É extremamente relevante ressaltar o posicionamento de Paulinho, futebolista brasileiro, que no momento mais obscuro e intolerante da história recente brasileira, quando o governo federal escandalosamente usa o dinheiro público para mandar o vice-presidente e um grupo de parlamentares para Angola negociar interesses da Igreja Universal do Reino de Deus, e num ambiente dominado pelo discurso evangélico, fala abertamente sobre o Candomblé, sua religião, tolerância, luta por direitos. Em sua “Carta de Coração Aberto”, publicada pelo site The Player’s Tribune, ele diz “Por tudo que nosso país já sofreu, temos não só o preconceito com religiões de matriz africana, mas também de outras naturezas, como de raça, gênero e orientação sexual. Como uma pessoa que tem voz, eu não posso me dar o direito de permanecer calado. De não me posicionar diante de preconceitos e negligências”. Quem também usa seu amplo alcance nas redes sociais é o já medalhista de ouro olímpico Douglas Souza, do vôlei, o primeiro assumidamente homossexual da modalidade no Brasil a competir em alto rendimento. Preciso confessar: estou viciada no instagram da bee. Ele é o máximo e têm feito uma cobertura divertidíssima do backstage da Vila Olímpica!

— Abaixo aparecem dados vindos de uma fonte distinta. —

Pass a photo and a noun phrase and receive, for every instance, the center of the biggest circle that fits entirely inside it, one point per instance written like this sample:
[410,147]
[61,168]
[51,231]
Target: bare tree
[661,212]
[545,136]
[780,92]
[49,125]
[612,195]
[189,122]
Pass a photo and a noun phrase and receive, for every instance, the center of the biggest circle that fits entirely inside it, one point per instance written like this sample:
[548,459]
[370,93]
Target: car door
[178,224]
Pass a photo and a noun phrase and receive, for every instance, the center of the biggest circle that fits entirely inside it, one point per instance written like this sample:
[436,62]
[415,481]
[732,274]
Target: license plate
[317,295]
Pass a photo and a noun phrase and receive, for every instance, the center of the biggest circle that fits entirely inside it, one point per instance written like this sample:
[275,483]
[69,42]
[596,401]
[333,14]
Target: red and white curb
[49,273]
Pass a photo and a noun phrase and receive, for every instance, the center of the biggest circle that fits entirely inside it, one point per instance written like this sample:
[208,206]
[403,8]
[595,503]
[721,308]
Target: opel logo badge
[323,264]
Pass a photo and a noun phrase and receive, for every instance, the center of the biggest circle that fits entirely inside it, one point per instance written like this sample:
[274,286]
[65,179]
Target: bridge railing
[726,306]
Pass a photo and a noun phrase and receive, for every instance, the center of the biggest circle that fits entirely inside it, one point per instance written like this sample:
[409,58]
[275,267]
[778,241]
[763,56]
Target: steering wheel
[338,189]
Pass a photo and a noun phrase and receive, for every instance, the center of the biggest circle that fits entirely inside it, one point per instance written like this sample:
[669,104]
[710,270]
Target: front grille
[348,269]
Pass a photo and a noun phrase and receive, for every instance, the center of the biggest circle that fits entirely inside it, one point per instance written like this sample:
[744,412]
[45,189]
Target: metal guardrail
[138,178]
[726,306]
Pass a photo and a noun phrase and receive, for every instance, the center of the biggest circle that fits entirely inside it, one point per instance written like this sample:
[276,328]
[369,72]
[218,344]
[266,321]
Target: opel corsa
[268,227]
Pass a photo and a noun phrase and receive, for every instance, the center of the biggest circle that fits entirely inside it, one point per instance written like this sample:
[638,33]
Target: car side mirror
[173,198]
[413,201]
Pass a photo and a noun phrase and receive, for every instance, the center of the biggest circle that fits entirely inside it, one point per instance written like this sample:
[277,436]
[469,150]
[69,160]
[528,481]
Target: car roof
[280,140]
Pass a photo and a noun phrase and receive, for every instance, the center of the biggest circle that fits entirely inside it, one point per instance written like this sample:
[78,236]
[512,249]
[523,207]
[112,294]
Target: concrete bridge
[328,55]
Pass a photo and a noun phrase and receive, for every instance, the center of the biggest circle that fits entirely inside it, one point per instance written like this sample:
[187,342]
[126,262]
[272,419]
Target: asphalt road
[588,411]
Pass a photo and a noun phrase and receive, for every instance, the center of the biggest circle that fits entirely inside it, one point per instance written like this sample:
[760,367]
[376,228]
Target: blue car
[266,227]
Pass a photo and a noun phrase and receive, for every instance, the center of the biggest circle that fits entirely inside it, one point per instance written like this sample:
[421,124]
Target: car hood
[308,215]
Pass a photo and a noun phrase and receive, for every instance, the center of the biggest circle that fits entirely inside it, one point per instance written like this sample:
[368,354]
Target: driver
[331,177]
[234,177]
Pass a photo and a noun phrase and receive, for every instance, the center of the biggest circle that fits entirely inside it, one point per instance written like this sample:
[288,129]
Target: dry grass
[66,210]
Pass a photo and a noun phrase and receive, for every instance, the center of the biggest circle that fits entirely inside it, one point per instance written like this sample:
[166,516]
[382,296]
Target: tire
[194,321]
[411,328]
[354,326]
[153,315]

Amanhã, ás 8h (horário do Brasil) ou ao meio-dia (horário de Portugal), espero que estus atletus e tantos outres não aqui citados, estas histórias, estas conquistas, inspirem não só o esporte, mas os infinitos aspectos das vidas de cada um de nós, para que usemos nossas habilidades, nossos talentos, as nossas vozes e a nossa capacidade de amplificar os gritos de progresso para construir um mundo melhor.